Егерь махнулъ рукой и отвернулся, пробормотавъ:

— Опять никакого толку съ куропатками не будетъ. Помилуйте, нуженъ вѣрный глазъ, а тутъ…

— Чудакъ-человѣкъ, да ежели ты хочешь знать, такъ у меня вѣрный-то глазъ только послѣ пятой рюмки дѣлается, — отвѣчалъ Петръ Михайлычъ. — На-ка, выпей.

— Я-то выпью, потому мнѣ не вредитъ. А вы вотъ лучше посмотрите-ка, который теперь часъ, да и положимъ пункту, сколько намъ времени здѣсь сидѣть.

— Что часъ!

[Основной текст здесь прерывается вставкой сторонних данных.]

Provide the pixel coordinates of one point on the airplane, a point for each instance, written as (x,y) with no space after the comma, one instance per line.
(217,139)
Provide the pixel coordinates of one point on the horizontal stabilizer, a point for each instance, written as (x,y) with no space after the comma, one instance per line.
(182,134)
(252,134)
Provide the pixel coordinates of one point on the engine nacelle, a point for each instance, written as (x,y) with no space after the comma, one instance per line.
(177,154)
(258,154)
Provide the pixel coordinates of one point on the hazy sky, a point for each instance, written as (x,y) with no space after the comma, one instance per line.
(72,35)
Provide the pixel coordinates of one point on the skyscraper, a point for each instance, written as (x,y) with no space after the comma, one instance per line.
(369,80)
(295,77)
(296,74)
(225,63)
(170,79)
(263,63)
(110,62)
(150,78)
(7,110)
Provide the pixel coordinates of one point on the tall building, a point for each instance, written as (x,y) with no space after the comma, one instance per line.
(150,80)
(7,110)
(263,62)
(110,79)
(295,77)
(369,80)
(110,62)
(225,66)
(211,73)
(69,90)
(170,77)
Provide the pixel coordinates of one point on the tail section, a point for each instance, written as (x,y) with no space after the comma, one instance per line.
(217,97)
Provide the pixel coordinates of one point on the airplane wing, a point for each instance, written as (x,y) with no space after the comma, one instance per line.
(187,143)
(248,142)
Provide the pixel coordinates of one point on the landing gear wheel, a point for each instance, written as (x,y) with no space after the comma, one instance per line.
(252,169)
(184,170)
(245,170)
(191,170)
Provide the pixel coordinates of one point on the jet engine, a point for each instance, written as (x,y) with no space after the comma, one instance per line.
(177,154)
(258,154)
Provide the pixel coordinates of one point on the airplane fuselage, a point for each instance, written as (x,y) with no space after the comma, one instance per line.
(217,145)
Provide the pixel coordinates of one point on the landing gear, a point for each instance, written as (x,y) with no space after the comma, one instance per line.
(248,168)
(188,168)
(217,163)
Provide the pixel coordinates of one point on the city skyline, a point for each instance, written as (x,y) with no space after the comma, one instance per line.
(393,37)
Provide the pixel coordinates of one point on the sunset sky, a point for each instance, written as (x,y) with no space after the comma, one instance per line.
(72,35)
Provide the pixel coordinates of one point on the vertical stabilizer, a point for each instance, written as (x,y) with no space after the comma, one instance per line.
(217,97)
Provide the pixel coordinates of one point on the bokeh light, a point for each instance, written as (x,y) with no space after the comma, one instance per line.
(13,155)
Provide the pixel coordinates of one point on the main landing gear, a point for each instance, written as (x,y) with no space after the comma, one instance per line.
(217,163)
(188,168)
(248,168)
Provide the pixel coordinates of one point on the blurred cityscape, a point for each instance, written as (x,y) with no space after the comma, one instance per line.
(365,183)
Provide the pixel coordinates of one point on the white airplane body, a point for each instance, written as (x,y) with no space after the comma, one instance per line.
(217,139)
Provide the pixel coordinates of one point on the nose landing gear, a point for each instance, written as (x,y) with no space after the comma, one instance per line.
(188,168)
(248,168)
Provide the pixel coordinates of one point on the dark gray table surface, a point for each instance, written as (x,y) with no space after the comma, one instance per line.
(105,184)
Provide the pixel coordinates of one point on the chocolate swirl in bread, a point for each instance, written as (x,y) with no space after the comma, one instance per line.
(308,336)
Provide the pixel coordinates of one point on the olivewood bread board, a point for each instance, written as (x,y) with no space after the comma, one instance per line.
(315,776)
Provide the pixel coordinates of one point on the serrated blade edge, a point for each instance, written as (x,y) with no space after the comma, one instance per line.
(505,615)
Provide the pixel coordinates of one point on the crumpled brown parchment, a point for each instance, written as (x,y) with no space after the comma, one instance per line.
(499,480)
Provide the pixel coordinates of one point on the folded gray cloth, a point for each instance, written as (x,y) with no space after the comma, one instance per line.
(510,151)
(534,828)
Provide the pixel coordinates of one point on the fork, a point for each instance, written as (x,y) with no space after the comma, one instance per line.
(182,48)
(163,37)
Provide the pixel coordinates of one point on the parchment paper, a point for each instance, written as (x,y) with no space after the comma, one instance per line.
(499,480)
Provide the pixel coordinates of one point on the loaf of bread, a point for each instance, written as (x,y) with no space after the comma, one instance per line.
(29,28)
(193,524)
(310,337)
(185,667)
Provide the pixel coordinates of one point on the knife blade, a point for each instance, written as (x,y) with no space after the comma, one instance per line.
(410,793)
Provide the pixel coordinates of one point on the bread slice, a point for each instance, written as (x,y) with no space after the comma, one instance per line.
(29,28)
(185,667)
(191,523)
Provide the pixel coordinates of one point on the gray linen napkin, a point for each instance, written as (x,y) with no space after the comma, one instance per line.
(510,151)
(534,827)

Счастливые часовъ не наблюдаютъ, а несчастные ихъ закладываютъ. Эдакое здѣсь мѣсто прелестное, благораствореніе воздуховъ, изобиліе грибовъ земныхъ, а мы будемъ часъ назначать! Сторожъ! Какъ тебя звать? — Антропомъ-съ.

— Вели-ка, братъ, Антропъ, женѣ и грибковъ зажарить. Выпьемте, братцы…

— Ваша милость! Что-жъ это такое! Неужто намъ здѣсь до полудня сидѣть! — воскликнулъ егерь.

— Да вѣдь въ полдень-то только самый адмиральскій часъ и настанетъ. Пей, Антропъ! выпьемъ, Вася!

Опять стаканчикъ заходилъ по рукамъ. Степанъ крутилъ головой отъ удовольствія и, улыбаясь, говорилъ:

— И что за чудесный купецъ у насъ этотъ Петръ Михайлычъ, такъ просто на удивленіе! Вѣдь вотъ сколько приходится всякихъ охотниковъ возить, а нѣтъ ему равнаго по добротѣ и веселости! Рѣдкость, а не охотникъ.

Появилась шипящая на сковородкѣ яичница. Снова выпивка. У Петра Михайлыча началъ заплетаться языкъ.

Егерь смотрѣлъ на него и тяжело вздыхалъ.

— Съ грибками-то, съ грибками-то только поторапливайся… — говорилъ Петръ Михайлычъ Антропу.

— Да ужъ баба и такъ шаромъ катается. Глазомъ не моргнете — грибы подадутъ. А вы вотъ что… Вы не желаете-ли солененькихъ? Грузди у меня соленые есть.

— Грузди? Свѣжіе грузди? Да вѣдь это одинъ восторгъ! Что-жъ ты раньше-то про нихъ не сказалъ. Тащи скорѣй грузди! Съ груздемъ по чапорушечкѣ! — ликовалъ Петръ Михайлычъ.

Антропъ принесъ глиняную чашку соленыхъ груздей и выпивка продолжалась. Петръ Михайлычъ попробовалъ для чего-то встать, но опять упалъ на рогожу. Ноги отказывались служить. Егерь снова махнулъ рукой и произнесъ:

— Конецъ охотѣ. Мертвое тѣло въ сборную избу повеземъ. Ахъ, Петръ Михайлычъ! Двѣ недѣли берегу ему куропатокъ — и вдругъ эдакое происшествіе!

— Амфилотей! Что ты тамъ бормочешь! Во фрунтъ! Сюда! — заговорилъ Петръ Михайлычъ.

Егерь отошелъ въ сторону.

Солнце поднималось все выше и выше. Запасъ водки въ двухъ охотничьихъ фляжкахъ изсякъ. Антропъ притащилъ четверть съ черничнымъ настоемъ. Появились наконецъ и жареные грибы. Ликованіе было общее. Василій Тихонычъ, отпробовавъ жареныхъ грибовъ, кричалъ:

— Да здѣсь въ лѣсу французскій ресторанъ! Совсѣмъ французскій ресторанъ! Смотри грибы-то состряпаны! Донону въ Петербургѣ только впору такъ подать. А эти соленые грузди! Въ Милютиныхъ лавкахъ такихъ груздей не найти.